Whatever contributions Isaac Morley and J.B. Stilley made as mid-19th century municipal engineers have been lost in the mists of time. But we do know they made history.
In April 1846, the pair received the first two engineering degrees from the Western University of Pennsylvania, later the University of Pittsburgh. In 2021, the Swanson School of Engineering, as the school is now known, is celebrating its 175th anniversary, and it’s come a long way from that inaugural class of two.
Through its history, Swanson — it became that to honor a 2008 gift of $41.3 million from alum John A. Swanson, founder of ANSYS, Inc. — has conferred so many degrees through its eight departments that it boasts nearly 30,000 living alumni. Perhaps more important than those numbers is the impact that talent has made on the region, the country and the world.
Dr. James R. Martin II, current dean of engineering for Swanson, says it’s no surprise that the school emerged as a leading engineering institution from its modest beginnings.

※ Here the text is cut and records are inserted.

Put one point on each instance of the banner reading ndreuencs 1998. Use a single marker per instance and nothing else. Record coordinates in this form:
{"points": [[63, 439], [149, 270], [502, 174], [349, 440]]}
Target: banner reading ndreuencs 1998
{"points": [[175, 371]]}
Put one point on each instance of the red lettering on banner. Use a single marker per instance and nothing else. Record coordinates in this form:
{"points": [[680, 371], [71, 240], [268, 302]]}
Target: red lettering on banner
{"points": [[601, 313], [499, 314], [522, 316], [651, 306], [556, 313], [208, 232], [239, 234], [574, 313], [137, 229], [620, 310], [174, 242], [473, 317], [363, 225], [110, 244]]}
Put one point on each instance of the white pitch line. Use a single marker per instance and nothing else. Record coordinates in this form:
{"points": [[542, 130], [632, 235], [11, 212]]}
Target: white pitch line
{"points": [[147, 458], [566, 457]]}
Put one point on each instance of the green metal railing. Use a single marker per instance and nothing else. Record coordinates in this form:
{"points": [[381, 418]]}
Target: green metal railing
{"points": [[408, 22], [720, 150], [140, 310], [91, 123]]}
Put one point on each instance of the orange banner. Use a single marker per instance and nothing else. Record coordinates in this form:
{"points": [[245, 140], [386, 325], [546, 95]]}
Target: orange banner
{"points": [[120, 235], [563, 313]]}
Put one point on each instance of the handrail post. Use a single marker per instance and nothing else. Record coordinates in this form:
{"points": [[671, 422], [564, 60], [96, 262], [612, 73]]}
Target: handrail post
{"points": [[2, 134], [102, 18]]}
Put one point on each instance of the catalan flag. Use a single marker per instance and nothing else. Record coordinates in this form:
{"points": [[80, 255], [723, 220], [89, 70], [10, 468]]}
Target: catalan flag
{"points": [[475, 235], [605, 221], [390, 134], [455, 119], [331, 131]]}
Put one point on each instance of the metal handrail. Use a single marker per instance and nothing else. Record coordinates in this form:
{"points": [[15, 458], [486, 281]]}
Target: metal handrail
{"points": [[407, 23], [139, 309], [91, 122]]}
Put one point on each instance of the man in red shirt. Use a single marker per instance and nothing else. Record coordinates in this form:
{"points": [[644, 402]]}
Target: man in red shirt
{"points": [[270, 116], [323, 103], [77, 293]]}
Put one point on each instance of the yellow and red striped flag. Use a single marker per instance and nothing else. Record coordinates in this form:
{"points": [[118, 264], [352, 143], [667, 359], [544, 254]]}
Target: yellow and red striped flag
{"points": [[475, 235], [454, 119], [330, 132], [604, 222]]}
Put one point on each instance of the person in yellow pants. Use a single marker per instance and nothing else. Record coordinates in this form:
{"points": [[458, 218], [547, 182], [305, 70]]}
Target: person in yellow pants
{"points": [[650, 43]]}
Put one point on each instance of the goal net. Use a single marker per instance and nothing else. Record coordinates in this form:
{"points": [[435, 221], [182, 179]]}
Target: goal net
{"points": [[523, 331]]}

“Our engineering school was developed in the first place in response to the Industrial Age. The epicenter was largely here in Pittsburgh, which had the raw materials, the ability to transport heavy loads, and people coming here from all over the world. Our school was in response to the need to understand how we could have a structured approach and to understand things like metallurgy and how to capture energy out of the ground. The innovation that happened here set the foundations of the Industrial Age that allowed our country to prosper. That’s probably our biggest accomplishment.”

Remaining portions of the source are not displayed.